Luís VII buscou expiar seus maus atos integrando, em 1147, a segunda cruzada; ele levou consigo Leonor, por quem os cronistas afirmam ser ele "perdidamente apaixonado, de modo pueril". Para esses clérigos, uma paixão assim nada poderia trazer de bom. Ela de fato azedou na Terra Santa, no decorrer de uma batalha desastrosa. Leonor ficou ao lado de seu tio Raimundo, príncipe de Antioquia, defensor da tomada de Alepo, opondo-se a Luís VII, que queria cercar Damasco, cidade até então amiga dos latinos. Essa disputa traduziu o desejo da rainha de pesar sobre as decisões militares, porém as más línguas da corte recusaram sua intervenção num campo reservado aos homens e lhe atribuíra uma ligação incestuosa com o tio. No retorno à França, foi acusada de adulterar com Godofredo, o Belo, conde de Anjou - mais tarde ela desposaria o filho dele, Henrique II Plantageneta. Sem fundamentos, esses mexericos buscavam de fato vingar-se de uma mulher que se apoderara do campo político. 

De resto, também prejudicou a reputação da rainha o fato de ser originária da longínqua e meridional Aquitânia, cujos modos eram tidos como dissolutos, e ela era neta de Guilherme IX, bígamo notório e primeiro trovador conhecido, cujas canções possuíam tons de erotismo. Leonor, cantada por Bernard de Ventadour, guardará dele o gosto pelas letras. 

Leonor só deu a Luís VII duas filhas, colocando a sucessão em perigo. Assim, o rei obteve o direito de repudiá-la, sob o pretexto de consanguinidade, no Concílio de Beaugency (1152). Quase em seguida, Leonor casou-se novamente, desta vez com Henrique II, conde de Anjou e duque da Aquitânia. Em 1154, ele foi coroado rei da Inglaterra. Leonor então pode desmentir sua pretensa esterilidade, dando à luz seis meninos e três meninas. Tantas concepções limitaram seu papel no governo real. Em 1167, o nascimento de João Sem-Terra, seu último filho, mudou a situação. 

A partir de então, Leonor buscou controlar diretamente a Aquitânia, com Ricardo Coração de Leão, seu filho predileto, em detrimento da administração autoritária de seu marido. Seus dois outros filhos, Henrique, o Jovem, e Godofredo da Bretanha, também reclamaram mais poder e riquezas. 
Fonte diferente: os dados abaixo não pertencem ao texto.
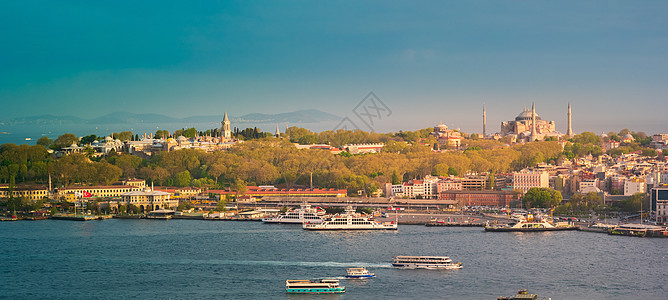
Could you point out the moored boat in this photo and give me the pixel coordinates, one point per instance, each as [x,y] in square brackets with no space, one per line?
[350,220]
[425,262]
[303,214]
[359,273]
[318,286]
[529,224]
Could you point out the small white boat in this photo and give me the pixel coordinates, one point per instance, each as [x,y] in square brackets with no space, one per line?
[425,262]
[359,273]
[320,286]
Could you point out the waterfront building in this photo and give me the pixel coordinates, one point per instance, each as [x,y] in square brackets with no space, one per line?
[148,200]
[139,183]
[226,129]
[478,198]
[474,183]
[634,185]
[525,180]
[28,192]
[363,148]
[271,191]
[413,188]
[588,185]
[448,183]
[99,191]
[659,141]
[659,204]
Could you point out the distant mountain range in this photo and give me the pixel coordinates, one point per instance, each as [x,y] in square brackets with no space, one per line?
[300,116]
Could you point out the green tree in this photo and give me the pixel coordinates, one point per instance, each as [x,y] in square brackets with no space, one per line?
[542,198]
[65,140]
[182,178]
[89,139]
[45,141]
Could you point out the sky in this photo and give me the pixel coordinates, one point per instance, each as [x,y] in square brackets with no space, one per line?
[426,61]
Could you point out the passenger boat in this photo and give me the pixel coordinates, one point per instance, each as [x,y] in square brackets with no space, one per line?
[303,214]
[425,262]
[350,220]
[529,224]
[320,286]
[359,273]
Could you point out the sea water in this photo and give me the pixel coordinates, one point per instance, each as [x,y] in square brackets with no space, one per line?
[187,259]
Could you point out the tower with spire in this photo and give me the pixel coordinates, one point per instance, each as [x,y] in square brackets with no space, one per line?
[570,129]
[225,131]
[484,121]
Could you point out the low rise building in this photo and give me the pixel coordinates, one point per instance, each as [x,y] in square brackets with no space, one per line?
[659,203]
[148,200]
[478,198]
[634,185]
[525,180]
[98,191]
[28,192]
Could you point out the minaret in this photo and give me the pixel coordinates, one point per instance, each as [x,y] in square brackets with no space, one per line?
[570,129]
[533,122]
[484,121]
[225,131]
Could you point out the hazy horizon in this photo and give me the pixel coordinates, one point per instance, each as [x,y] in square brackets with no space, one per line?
[428,62]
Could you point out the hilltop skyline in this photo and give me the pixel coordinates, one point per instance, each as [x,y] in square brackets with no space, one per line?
[428,63]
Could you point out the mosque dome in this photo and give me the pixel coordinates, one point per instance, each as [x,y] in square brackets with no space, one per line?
[525,115]
[440,127]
Em 1173, Leonor atiçou uma revolta contra Henrique II. Ela "alienou" seus filhos do rei, mas a revolta fracassou. Ela foi então presa, mantendo-se cativa até sua viuvez, ocorrida em 1189. Daí para a frente, Leonor passou a desfrutar de um poder sem precedentes. Para Ricardo Coração de Leão, que se tornou rei, ela obteve a mão de Bérengère de Navarra, filha de Sancho VI. Desta forma, as sucessivas revoltas da aristocracia gascã foram domadas. 

Na ausência de Ricardo, que havia partido numa cruzada e se tornado prisioneiro do imperador, Leonor se opôs a João Sem-Terra. Este pactuou com o inimigo Felipe Augusto, rei da França. Ela então pagou o resgate para libertar Ricardo. Com a morte deste, contudo, Leonor lutou contra seu neto Arthur da Bretanha para que João Sem-Terra subisse ao trono. Ela venceu, defendendo pessoalmente, em 1202, a cidade de Mirebeau, no Poitou. 

Em 1204, aos oitenta anos de idade, Leonor faleceu e foi enterrada na abadia de Fontevraud. Seu desaparecimento se deu quando Felipe Augusto conquistava a Normandia e o Anjou, o que coincidiu com o desmoronamento do império Plantageneta que ela havia lutado tanto para erguer.         

Bibliografia consultada: LE GOFF, Jacques (org.) Homens e Mulheres da Idade Média. Tradução de Nícia Adan Bonatti. São Paulo: Estação Liberdade, 2013, p. 179-182.